Forensic hair analysis is commonly used in forensic toxicology with regards to drug-facilitated crime, workplace testing, and post-mortem investigation. Hair as a matrix benefits these types of analyses because of its long window of detection, allowing for a determination of drug history of exposure. However, there are currently no standards for forensic hair testing methods or practices, causing bias and inconsistency in forensic hair testing across multiple laboratories. Thus, two of the three aims of this research involved systematically comparing decontamination, pretreatment, and extraction methods to develop optimized forensic hair analysis protocols for multiple drugs and metabolites. Additionally, as hair is a complex matrix, there is limited understanding regarding the physicochemical interactions that occur between drugs of abuse and hair matrix components. Thus, the third aim of this research was to assess relative levels of ionic and non-ionic interactions between drugs and metabolites and the hair matrix.

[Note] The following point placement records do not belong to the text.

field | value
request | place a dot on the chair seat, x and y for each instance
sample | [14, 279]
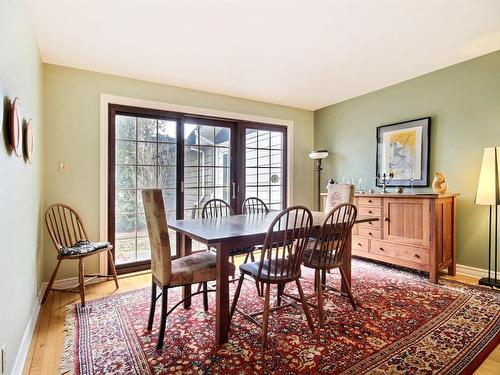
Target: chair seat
[252, 268]
[83, 247]
[195, 268]
[316, 261]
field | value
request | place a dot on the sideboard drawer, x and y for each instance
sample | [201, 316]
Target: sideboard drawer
[369, 211]
[394, 250]
[370, 232]
[369, 201]
[360, 243]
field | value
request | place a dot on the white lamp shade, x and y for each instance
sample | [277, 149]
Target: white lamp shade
[321, 154]
[488, 187]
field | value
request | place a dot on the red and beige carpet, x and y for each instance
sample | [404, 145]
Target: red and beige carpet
[404, 324]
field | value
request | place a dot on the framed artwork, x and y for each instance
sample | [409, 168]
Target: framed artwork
[15, 127]
[403, 150]
[29, 142]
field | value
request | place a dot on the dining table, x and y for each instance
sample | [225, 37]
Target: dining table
[235, 232]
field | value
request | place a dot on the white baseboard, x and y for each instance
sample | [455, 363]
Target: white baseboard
[22, 353]
[474, 272]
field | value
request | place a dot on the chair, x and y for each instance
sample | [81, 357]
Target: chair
[280, 263]
[168, 273]
[253, 205]
[220, 208]
[326, 252]
[338, 194]
[70, 238]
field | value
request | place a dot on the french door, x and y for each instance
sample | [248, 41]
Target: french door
[191, 159]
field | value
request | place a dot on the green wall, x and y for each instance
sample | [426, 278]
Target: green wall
[20, 182]
[464, 103]
[72, 115]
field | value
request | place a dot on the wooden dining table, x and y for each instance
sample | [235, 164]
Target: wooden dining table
[235, 232]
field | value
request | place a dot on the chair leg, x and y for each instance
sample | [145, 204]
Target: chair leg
[113, 269]
[205, 296]
[152, 306]
[347, 288]
[236, 296]
[265, 318]
[81, 278]
[304, 305]
[319, 290]
[163, 319]
[51, 282]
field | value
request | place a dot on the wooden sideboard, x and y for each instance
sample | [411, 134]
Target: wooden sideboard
[414, 230]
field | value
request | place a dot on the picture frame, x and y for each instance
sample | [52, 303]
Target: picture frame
[403, 149]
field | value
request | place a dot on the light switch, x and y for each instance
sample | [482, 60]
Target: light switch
[63, 166]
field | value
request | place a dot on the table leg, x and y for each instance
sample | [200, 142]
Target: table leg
[222, 295]
[347, 261]
[185, 249]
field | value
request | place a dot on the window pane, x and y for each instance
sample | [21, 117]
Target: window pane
[167, 153]
[277, 140]
[167, 177]
[167, 131]
[125, 177]
[125, 152]
[125, 226]
[147, 129]
[146, 177]
[264, 139]
[251, 138]
[191, 134]
[125, 201]
[263, 160]
[206, 155]
[147, 153]
[222, 137]
[125, 127]
[206, 135]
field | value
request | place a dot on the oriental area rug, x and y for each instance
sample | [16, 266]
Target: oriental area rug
[403, 325]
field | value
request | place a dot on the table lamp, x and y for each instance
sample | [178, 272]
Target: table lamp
[488, 194]
[318, 156]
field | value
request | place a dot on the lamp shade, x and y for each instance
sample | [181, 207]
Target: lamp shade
[488, 187]
[320, 154]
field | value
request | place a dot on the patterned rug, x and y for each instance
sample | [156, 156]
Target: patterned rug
[404, 324]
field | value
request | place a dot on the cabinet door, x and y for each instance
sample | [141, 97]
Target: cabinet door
[406, 220]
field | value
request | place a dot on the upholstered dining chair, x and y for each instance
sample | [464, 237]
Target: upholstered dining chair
[326, 251]
[338, 194]
[279, 264]
[167, 273]
[65, 227]
[254, 205]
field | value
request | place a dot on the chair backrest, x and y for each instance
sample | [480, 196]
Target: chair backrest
[156, 220]
[338, 194]
[65, 226]
[254, 205]
[333, 236]
[216, 208]
[285, 243]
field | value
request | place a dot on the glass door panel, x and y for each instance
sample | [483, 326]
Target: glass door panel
[207, 167]
[265, 166]
[145, 157]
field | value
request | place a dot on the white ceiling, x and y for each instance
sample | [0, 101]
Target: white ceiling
[301, 53]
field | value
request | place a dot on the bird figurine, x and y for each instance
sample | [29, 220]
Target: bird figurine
[439, 184]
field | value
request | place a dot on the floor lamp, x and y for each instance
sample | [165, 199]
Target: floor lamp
[318, 156]
[488, 194]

Major findings of this work included an optimized forensic hair analysis method for multiple drugs and metabolites including decontamination using one 30-min wash with HPLC water followed by three 30-min washes with dichloromethane, pulverizing the hair into a powder, and a 2-h extraction in a 12.5 µL/mg mixture of methanol acetonitrile, and 2 mM ammonium formate (25:25:50, v/v/v) at 37⁰C. In addition, binding studies indicated that almost all drugs and metabolites are involved in some degree of both ionic and non-ionic interactions with the hair matrix.
These findings will impact the forensic science community by presenting an optimized forensic hair analysis for drugs and metabolites, as well as providing additional insight regarding the interactions between drugs and metabolites and hair matrix components.